Introducing Catalysis into Non-Catalytic Protein Folds: How Nature Does It

Introducing catalytic function into non-catalytic protein scaffolds remains a major challenge in the field of enzyme design, limiting our ability to produce novel enzymatic tools for use in synthetic biology systems. Using ancestral protein reconstruction, we investigated how nature navigates this problem by characterising the evolutionary trajectory from a non-catalytic solute binding protein (SBP) to a catalytically active cyclohexadienyl dehydratase (CDT). Functional characterisation of extant homologs of CDT and reconstructed ancestral proteins revealed that CDT evolved from an arginine-binding protein via an intermediate of unknown function. The emergence and improvement of catalysis occurred over several steps. Initially, a reactive catalytic motif was established by the incorporation of a general acid into a desolvated environment. The active site cavity was then reshaped to improve enzyme-substrate complementarity and hydrogen-bonding networks were introduced to precisely position the catalytic residue and contribute to transition state stabilization.
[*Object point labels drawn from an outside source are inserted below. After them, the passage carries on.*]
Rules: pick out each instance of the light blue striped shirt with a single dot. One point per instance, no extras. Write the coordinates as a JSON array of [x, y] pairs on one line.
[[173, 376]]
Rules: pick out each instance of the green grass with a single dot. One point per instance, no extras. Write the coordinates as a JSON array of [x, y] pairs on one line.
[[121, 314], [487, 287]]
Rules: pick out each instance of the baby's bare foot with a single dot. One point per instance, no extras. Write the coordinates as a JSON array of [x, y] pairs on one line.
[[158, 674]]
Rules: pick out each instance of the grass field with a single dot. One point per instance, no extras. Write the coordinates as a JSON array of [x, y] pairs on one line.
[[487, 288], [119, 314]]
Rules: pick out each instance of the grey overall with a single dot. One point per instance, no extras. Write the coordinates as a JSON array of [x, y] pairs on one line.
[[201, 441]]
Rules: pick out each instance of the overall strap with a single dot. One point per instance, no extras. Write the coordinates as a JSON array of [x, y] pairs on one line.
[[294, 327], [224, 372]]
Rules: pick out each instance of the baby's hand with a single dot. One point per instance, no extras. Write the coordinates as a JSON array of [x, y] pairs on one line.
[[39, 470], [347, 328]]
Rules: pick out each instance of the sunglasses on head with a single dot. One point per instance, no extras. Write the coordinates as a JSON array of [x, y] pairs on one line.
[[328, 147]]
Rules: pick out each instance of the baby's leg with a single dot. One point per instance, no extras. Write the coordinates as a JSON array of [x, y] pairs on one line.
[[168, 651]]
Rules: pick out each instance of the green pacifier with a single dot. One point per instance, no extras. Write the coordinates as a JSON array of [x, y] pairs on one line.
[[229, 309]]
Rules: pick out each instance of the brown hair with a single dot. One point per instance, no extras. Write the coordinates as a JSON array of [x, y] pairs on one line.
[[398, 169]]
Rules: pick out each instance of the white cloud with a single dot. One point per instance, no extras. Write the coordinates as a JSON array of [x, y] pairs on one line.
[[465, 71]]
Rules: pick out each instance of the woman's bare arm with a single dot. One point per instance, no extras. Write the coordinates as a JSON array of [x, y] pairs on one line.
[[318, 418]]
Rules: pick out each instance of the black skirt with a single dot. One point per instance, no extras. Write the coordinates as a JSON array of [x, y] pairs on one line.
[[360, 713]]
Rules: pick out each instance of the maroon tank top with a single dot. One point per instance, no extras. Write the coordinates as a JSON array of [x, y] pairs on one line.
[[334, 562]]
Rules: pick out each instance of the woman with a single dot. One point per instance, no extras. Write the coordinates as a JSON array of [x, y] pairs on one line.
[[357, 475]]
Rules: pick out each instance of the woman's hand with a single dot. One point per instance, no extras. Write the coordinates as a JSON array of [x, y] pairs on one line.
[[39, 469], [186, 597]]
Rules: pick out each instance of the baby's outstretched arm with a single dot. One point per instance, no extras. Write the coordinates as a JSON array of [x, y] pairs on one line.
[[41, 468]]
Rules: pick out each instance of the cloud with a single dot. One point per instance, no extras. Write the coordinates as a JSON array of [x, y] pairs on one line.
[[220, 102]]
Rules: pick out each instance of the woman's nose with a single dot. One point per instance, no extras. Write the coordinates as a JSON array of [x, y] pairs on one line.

Finally, remote substitutions refined the structure of the active site and contributed to changes in the conformational landscape of the enzyme, reducing the sampling of non-catalytic states. Interestingly, the molecular processes that underlie the emergence and evolution of CDT activity by natural selection are reflected in current approaches to computational design and directed evolution of enzymes in the laboratory.